Path: news.mathworks.com!not-for-mail
From: "Alan B" <monguin61REM@OVEyahoo.com>
Newsgroups: comp.soft-sys.matlab
Subject: Re: Script will take far too long..
Date: Tue, 21 Jul 2009 20:30:19 +0000 (UTC)
Organization: UT
Lines: 44
Message-ID: <h458gr$fe0$1@fred.mathworks.com>
References: <h454s2$k0u$1@fred.mathworks.com> <h455ke$ab2$1@fred.mathworks.com> <h457ia$edm$1@fred.mathworks.com>
Reply-To: "Alan B" <monguin61REM@OVEyahoo.com>
NNTP-Posting-Host: webapp-03-blr.mathworks.com
Content-Type: text/plain; charset="ISO-8859-1"
Content-Transfer-Encoding: 8bit
X-Trace: fred.mathworks.com 1248208219 15808 172.30.248.38 (21 Jul 2009 20:30:19 GMT)
X-Complaints-To: news@mathworks.com
NNTP-Posting-Date: Tue, 21 Jul 2009 20:30:19 +0000 (UTC)
X-Newsreader: MATLAB Central Newsreader 1446885
Xref: news.mathworks.com comp.soft-sys.matlab:557303


"David Kunik" <kunik@ualberta.ca> wrote in message <h457ia$edm$1@fred.mathworks.com>...
> "Shanmugam Kannappan" <shanmugambe@gmail.com> wrote in message <h455ke$ab2$1@fred.mathworks.com>...
> > "David Kunik" <kunik@ualberta.ca> wrote in message <h454s2$k0u$1@fred.mathworks.com>...
> > > Hey,
> > > 
> > > So i have a very large data set (1.9GB) so i am unable to load this in to Matlab for modification that way (this computer only has 1gb of ram).  I need to do a couple simple regexprep calls (A_A -> 1) which is easy enough but each row of data is like 1.5MB and it takes bloody forever for regexprep to go through (there is allot of A_A's..).  By "forever" i mean ~41 minutes.  For 1/624 rows.
> > > 
> > > I can show you some of the code i have and you can laugh all you like.  I've just started matlab for my new job so i'm just glad the code works.
> > > 
> > > function readlines()
> > > fid = fopen('C:\Documents and Settings\xxx\xxx\Assignment 03\BreastCancerDataset_SharedData.csv','r');
> > > fid2 = fopen('C:\Documents and Settings\xxx\xxx\SNPDataConv.csv', 'w');
> > > line = fgets(fid); % Get headers first.  Yes, cheap hack.
> > >     for i = 1:624
> > >         tic;
> > >         line = fgets(fid);
> > >                                  disp('Debug: Read line')
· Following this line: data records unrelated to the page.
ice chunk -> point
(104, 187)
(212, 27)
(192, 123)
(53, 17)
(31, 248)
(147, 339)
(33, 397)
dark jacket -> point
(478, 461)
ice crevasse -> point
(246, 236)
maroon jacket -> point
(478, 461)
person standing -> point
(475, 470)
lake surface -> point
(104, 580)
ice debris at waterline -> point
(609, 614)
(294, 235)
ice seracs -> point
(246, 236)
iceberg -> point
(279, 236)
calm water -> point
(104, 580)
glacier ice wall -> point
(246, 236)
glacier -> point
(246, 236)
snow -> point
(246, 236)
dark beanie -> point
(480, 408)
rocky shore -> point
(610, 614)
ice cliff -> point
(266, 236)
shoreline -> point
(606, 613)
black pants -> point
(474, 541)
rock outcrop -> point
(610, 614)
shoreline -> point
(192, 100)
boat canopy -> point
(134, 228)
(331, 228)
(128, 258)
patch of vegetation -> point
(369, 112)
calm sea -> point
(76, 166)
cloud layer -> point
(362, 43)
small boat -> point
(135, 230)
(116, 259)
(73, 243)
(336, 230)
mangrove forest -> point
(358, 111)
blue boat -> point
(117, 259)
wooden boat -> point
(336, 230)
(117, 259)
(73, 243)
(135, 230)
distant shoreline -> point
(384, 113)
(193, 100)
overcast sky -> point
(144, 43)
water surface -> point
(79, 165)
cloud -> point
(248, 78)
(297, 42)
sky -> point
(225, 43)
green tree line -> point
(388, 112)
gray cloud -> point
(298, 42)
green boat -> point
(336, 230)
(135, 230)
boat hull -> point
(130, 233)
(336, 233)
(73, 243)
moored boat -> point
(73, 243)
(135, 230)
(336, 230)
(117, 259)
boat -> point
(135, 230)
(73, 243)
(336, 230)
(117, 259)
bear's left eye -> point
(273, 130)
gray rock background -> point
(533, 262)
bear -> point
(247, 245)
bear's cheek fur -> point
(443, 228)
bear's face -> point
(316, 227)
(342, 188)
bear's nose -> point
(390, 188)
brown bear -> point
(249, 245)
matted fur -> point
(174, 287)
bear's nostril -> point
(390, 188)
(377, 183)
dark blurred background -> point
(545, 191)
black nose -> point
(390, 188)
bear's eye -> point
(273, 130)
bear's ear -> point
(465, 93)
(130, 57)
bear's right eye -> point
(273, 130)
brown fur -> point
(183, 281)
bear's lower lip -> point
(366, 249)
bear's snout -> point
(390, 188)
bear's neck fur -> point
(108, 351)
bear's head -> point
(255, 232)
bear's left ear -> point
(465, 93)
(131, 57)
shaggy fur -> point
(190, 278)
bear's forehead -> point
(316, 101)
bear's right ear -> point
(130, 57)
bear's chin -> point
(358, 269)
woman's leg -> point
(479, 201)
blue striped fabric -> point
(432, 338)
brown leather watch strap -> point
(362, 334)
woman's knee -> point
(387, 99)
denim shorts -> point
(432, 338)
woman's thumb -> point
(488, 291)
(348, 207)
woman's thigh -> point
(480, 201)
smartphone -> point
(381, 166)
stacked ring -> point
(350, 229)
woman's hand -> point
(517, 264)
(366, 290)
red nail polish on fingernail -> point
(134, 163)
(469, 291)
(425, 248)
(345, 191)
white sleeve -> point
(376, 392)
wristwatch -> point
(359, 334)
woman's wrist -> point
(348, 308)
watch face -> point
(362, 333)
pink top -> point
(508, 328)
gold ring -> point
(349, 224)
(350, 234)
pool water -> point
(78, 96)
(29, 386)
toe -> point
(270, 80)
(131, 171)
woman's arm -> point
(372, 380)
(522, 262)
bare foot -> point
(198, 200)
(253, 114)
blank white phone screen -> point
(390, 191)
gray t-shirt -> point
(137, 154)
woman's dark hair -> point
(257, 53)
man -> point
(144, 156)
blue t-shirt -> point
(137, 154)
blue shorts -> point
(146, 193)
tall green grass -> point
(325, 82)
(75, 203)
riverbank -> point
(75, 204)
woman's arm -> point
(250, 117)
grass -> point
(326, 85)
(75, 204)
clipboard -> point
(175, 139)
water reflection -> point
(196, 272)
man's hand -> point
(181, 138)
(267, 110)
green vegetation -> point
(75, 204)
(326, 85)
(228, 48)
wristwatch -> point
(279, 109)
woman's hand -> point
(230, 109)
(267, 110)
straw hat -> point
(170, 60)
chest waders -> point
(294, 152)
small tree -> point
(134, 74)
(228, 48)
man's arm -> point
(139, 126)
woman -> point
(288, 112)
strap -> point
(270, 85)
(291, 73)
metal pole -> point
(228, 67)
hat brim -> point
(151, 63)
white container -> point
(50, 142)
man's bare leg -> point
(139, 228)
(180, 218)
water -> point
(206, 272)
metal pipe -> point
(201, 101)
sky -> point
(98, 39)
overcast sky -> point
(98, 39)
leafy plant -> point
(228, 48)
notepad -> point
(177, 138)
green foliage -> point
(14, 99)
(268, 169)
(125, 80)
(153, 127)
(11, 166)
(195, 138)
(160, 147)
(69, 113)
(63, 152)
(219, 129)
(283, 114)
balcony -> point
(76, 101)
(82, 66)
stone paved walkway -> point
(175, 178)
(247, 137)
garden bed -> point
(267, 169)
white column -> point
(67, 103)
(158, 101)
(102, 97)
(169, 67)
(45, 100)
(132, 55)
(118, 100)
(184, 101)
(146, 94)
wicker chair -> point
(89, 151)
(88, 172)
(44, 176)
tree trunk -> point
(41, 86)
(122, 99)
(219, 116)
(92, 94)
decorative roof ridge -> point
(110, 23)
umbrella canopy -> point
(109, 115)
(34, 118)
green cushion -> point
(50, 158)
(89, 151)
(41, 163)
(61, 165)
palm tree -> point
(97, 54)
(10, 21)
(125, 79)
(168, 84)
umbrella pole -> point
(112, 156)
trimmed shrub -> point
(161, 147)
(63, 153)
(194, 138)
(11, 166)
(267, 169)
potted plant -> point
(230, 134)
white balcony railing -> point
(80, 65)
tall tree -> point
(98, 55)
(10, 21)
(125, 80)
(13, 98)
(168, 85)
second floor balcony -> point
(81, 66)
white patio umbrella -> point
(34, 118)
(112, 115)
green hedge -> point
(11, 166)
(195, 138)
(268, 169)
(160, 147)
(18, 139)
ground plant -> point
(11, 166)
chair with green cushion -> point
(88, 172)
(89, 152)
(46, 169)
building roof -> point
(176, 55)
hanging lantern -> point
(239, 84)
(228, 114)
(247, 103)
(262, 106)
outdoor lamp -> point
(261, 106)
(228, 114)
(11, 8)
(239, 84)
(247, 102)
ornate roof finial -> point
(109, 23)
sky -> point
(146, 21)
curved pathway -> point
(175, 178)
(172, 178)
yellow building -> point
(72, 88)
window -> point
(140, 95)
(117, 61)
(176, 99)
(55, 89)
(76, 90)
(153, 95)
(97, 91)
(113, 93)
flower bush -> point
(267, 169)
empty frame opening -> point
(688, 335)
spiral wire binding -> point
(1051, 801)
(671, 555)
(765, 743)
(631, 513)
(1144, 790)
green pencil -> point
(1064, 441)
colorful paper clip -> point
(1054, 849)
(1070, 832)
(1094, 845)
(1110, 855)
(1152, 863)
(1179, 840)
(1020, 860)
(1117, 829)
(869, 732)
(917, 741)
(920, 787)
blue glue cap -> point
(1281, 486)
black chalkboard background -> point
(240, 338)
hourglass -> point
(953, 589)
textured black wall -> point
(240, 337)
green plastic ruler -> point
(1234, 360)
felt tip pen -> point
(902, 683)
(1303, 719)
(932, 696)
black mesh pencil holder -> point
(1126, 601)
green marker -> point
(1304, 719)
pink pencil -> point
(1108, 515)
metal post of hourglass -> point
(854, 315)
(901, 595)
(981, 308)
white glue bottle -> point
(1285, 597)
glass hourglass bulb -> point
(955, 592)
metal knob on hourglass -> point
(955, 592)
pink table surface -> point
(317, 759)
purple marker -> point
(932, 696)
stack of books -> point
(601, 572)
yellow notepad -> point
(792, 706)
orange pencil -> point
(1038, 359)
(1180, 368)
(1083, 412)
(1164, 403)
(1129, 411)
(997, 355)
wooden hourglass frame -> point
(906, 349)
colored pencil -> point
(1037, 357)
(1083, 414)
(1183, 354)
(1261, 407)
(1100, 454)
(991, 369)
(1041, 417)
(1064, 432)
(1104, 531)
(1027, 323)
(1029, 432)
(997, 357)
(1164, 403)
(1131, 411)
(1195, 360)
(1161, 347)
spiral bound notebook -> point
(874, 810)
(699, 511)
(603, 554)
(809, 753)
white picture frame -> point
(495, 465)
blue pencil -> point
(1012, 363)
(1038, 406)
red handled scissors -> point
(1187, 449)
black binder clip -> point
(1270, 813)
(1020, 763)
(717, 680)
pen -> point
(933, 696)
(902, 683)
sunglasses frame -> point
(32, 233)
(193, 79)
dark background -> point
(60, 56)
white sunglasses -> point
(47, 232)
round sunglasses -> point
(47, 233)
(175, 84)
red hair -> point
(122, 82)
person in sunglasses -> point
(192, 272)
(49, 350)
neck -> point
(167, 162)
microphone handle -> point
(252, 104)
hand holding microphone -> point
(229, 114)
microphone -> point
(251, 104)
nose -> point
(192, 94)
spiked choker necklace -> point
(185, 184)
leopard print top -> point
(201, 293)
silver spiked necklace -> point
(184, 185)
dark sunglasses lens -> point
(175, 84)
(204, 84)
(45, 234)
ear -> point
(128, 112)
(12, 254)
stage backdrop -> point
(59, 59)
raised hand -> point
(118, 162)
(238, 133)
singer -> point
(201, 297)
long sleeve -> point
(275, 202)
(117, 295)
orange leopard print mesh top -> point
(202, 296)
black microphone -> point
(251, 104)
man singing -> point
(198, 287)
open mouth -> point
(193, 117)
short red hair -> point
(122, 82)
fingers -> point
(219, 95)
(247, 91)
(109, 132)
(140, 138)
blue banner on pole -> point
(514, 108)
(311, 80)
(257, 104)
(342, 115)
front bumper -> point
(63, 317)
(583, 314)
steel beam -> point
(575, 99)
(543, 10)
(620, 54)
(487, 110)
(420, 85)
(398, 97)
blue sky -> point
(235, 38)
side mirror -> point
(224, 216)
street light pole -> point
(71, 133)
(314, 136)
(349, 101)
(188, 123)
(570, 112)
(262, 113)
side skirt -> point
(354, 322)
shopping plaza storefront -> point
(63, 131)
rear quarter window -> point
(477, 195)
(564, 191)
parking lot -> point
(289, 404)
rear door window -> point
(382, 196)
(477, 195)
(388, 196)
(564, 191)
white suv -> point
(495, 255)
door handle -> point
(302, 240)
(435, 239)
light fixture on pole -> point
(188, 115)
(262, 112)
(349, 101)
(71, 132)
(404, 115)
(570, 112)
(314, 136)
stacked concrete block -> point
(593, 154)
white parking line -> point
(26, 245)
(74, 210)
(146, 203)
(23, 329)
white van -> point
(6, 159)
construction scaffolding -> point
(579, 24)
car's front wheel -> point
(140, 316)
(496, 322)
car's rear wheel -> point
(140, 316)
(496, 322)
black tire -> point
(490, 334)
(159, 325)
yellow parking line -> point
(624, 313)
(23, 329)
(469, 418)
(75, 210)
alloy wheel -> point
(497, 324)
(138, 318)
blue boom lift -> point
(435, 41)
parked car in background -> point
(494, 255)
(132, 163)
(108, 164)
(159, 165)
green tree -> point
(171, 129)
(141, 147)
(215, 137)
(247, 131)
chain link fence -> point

> > >         line = regexprep(line, 'A_A', '1');
> > >                                  disp('Debug: Replaced A_A') % These 3 parts take about 15 minutes EACH.
> > >         line = regexprep(line, 'A_B', '2');
> > >                                  disp('Debug: Replaced A_B')
> > >         line = regexprep(line, 'B_B', '3');
> > >                                  disp('Debug: Replaced B_B')
> > >         fwrite(fid2, line);
> > >         toc;
> > >         disp(line)
> > >     end
> > > fclose(fid);
> > > fclose(fid2);
> > > end
> > > 
> > > So, theoretically, there is nothing wrong with my code as it works as i want it to (everything is successfully replaced/outputted/written) but 40 minutes for 1 line is ridiculous.  Any help optimizing this would be greatly appreciated.
> > 
> > Hi!
> > 
> > I am not really clear with your explanation but
> > from the code it seems like replacing something & writing it to other file,
> > why dont you try fread instead of fgets.
> > fread will read all the strings from the file to a single variable & replace using regexprep.....
> > 
> > Shan....
> Good idea, however loading 2GB of data in to fread does not help me that much as this computer doesn't have enough memory.  Obviously it's time for a computer upgrade, but there must be a way to make this faster?  Maybe i just need to accept that this is how long it takes to modify 1.5mb text strings on the fly..

strrep might be faster than regexprep, unless regexprep is doing a check for trivial cases. I'm not sure how much that would help.